The problem of the growth of syndication feeds
Sam Ruby has a problem: he has too many feeds. Specifically, he has a comment feed for every blog entry, and too many robots and abandoned aggregators are pulling them, over and over again, despite the feeds effectively being dead. (See his entry for his solution.)
Sam Ruby isn't alone in having this problem; anyone with a lot of flexible
syndication feeds is going to encounter it sooner or later. (Even if you have only a few human
readers, some search robots love syndication feeds. Even if you try to
tell them to bugger off via nofollow
et
al.)
The more I've thought about this, the more I think that it's actually a social issue: we're so early in the syndication revolution that everyone is still figuring out how to organize things. Over time all of this will get solved; we'll work out what feeds are useful, users will form definite expectations of how sane feeds are organized, and there'll be 'good feed reader seal of approval' (social) standards for how polite feed readers should behave.

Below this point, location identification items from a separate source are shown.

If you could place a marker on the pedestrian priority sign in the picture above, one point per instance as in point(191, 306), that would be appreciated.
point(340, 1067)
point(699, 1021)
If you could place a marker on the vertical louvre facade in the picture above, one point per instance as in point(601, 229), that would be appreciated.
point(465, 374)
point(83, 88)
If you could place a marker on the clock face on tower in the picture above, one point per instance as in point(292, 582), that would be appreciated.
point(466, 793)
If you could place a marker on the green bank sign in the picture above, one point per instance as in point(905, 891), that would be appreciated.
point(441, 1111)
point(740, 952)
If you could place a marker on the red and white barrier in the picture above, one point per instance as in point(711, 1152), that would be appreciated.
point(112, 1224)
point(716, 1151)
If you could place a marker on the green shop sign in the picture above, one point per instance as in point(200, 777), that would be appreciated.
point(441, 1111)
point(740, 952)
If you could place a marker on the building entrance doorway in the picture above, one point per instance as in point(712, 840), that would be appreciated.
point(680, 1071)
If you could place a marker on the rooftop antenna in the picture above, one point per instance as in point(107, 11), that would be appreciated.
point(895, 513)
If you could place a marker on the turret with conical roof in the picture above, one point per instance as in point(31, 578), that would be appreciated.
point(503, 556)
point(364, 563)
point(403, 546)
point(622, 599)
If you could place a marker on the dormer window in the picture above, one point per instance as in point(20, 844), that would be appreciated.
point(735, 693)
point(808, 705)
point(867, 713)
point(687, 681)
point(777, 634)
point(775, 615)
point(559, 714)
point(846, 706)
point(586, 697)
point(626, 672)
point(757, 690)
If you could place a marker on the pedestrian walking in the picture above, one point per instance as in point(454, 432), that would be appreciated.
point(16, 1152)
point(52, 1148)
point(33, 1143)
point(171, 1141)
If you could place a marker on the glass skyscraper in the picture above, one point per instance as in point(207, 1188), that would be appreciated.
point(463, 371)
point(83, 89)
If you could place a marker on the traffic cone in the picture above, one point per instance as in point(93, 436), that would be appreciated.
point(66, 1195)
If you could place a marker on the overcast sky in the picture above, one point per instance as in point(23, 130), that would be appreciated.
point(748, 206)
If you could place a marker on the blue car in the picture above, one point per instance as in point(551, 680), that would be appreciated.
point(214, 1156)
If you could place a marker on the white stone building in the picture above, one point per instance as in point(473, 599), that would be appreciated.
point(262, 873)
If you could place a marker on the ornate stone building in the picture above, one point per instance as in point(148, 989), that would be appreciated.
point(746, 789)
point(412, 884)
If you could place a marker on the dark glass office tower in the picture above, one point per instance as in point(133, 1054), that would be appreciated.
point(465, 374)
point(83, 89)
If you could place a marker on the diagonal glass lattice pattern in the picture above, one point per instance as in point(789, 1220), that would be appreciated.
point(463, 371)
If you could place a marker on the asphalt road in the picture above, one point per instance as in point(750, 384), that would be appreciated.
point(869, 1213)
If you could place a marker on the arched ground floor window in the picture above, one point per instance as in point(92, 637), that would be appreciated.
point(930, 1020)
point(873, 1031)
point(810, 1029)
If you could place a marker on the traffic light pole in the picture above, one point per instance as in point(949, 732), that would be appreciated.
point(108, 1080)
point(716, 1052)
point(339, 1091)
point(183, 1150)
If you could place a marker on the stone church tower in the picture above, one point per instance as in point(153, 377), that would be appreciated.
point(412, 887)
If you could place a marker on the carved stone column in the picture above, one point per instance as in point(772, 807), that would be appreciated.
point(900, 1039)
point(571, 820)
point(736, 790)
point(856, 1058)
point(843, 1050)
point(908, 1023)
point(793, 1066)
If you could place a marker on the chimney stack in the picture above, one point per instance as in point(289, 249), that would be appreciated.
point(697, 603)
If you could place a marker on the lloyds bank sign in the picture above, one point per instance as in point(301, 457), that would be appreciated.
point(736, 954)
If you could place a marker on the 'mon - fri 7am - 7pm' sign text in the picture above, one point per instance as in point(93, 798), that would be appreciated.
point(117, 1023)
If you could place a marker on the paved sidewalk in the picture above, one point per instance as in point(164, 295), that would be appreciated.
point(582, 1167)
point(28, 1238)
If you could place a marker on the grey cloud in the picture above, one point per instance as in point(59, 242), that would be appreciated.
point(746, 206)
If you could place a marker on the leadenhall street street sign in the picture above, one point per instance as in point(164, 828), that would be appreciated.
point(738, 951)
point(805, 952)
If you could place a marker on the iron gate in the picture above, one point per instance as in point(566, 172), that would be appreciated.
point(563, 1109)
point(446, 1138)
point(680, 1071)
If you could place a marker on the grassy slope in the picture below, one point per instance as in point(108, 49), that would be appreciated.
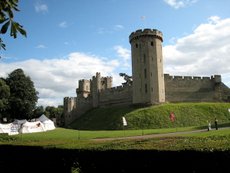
point(67, 138)
point(187, 114)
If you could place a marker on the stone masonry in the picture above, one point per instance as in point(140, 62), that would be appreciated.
point(149, 86)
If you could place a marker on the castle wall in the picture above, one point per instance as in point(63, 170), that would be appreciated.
point(121, 95)
point(74, 107)
point(192, 88)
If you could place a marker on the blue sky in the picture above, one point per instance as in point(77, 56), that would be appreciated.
point(73, 39)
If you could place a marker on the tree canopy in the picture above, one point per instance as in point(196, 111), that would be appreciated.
point(4, 96)
point(7, 10)
point(23, 96)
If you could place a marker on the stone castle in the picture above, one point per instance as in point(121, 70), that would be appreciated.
point(149, 84)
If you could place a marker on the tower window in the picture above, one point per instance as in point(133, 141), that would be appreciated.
point(145, 73)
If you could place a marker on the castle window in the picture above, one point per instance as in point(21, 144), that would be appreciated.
point(145, 72)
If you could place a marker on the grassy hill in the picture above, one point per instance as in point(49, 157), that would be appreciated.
point(187, 114)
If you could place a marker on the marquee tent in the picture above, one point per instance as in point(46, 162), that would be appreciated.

Some of this development will be technical, such as figuring out how to mark comments in feeds to clearly group conversation threads and link them to parent articles (there is a 'Feed Thread' draft RFC in progress, eg here). And anything that automatically mass-pulls syndication feeds is going to need to get much smarter about detecting overlapping feeds. (Failure to get smarter will result in mass lynchings.)
WanderingThoughts avoids some of these problems because I decided that the auto-discoverable feed for an entry should be the main feed rather than comments on the entry. While each entry does have a comments feed, people have to feed it to their aggregator more or less by hand, and the same holds for the various aggregated comments feeds. (In theory you can have several autodiscoverable feeds on a page, but I don't know if anyone handles that well yet.)
For annoying spiders that like to crawl my syndication feeds, I now use a blunt hammer; selected user agents get 403 responses on all requests for syndication feeds. I am optimistic that they will someday take the hint.